Re: [PATCH] sched: __fatal_signal_pending() should also check PF_EXITING
From: Eric W. Biederman
Date: Fri Jul 29 2022 - 12:18:31 EST
Tycho Andersen <tycho@tycho.pizza> writes:
> On Fri, Jul 29, 2022 at 12:04:17AM -0500, Eric W. Biederman wrote:
>> Tycho Andersen <tycho@tycho.pizza> writes:
>>
>> > On Thu, Jul 28, 2022 at 11:12:20AM +0200, Oleg Nesterov wrote:
>
>> >> Finally. if fuse_flush() wants __fatal_signal_pending() == T when the
>> >> caller exits, perhaps it can do it itself? Something like
>> >>
>> >> if (current->flags & PF_EXITING) {
>> >> spin_lock_irq(siglock);
>> >> set_thread_flag(TIF_SIGPENDING);
>> >> sigaddset(¤t->pending.signal, SIGKILL);
>> >> spin_unlock_irq(siglock);
>> >> }
>> >>
>> >> Sure, this is ugly as hell. But perhaps this can serve as a workaround?
>> >
>> > or even just
>> >
>> > if (current->flags & PF_EXITING)
>> > return;
>> >
>> > since we don't have anyone to send the result of the flush to anyway.

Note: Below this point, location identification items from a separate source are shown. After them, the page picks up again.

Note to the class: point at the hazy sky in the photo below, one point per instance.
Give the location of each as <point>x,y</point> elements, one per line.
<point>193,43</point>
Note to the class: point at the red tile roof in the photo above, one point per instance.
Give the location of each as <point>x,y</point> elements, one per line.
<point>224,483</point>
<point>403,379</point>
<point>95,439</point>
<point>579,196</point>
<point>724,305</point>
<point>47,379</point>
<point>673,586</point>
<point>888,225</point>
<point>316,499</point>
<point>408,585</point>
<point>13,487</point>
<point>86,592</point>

>> > If we don't end up converging on a fix here, I'll just send that
>> > patch. Thanks for the suggestion.
>>
>> If that was limited to the case you care about that would be reasonable.
>>
>> That will have an effect on any time a process that opens files on a
>> fuse filesystem exits and depends upon the exit path to close it's file
>> descriptors to the fuse filesystem.
>>
>>
>> I do see a plausible solution along those lines.
>>
>> In fuse_flush instead of using fuse_simple_request call an equivalent
>> function that when PF_EXITING is true skips calling request_wait_answer.

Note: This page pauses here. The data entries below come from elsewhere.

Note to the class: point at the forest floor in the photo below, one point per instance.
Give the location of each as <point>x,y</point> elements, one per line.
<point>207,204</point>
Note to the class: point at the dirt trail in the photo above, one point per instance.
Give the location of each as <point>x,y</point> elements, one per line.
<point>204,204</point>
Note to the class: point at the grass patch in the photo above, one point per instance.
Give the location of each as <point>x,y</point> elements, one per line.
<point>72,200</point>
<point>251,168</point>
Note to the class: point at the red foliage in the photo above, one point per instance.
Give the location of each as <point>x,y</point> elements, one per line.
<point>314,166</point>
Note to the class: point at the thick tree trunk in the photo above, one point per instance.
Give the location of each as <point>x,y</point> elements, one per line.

>> Or perhaps when PF_EXITING is set uses schedule_work to call the
>> request_wait_answer.
>
> I don't see why this is any different than what I proposed. It changes
> the semantics to flush happening out-of-order with task exit, instead
> of strictly before, which you point out might be a problem. What am I
> missing?
What you proposed skips the flush operation entirely. Which means
that a fuse server that tracks opens and closes of a file descriptor
will see more opens than closes and will have a reference counting
problem (probably resulting in things not being freed).
Simply skipping the wait for the result from the fuse server means
the fuse server sees what it has always seen. The kernel simply won't
block until that result has been returned. Which means the other file
descriptors can be closed.
For the specific case you are looking at with the server being killed
and server's file descriptors not yet being closed, the difference
does not matter. In the ordinary case of a process exit closing file
descriptors to a fuse filesystem where the server continues to live
and function not waiting for the response from the server simply
winds up being an optimization, in exit. The key part is the fuse
server continues to see the same traffic. In particular the open
requests and the flush requests continue to balance, so reference
counting in the fuse server is not broken.
Eric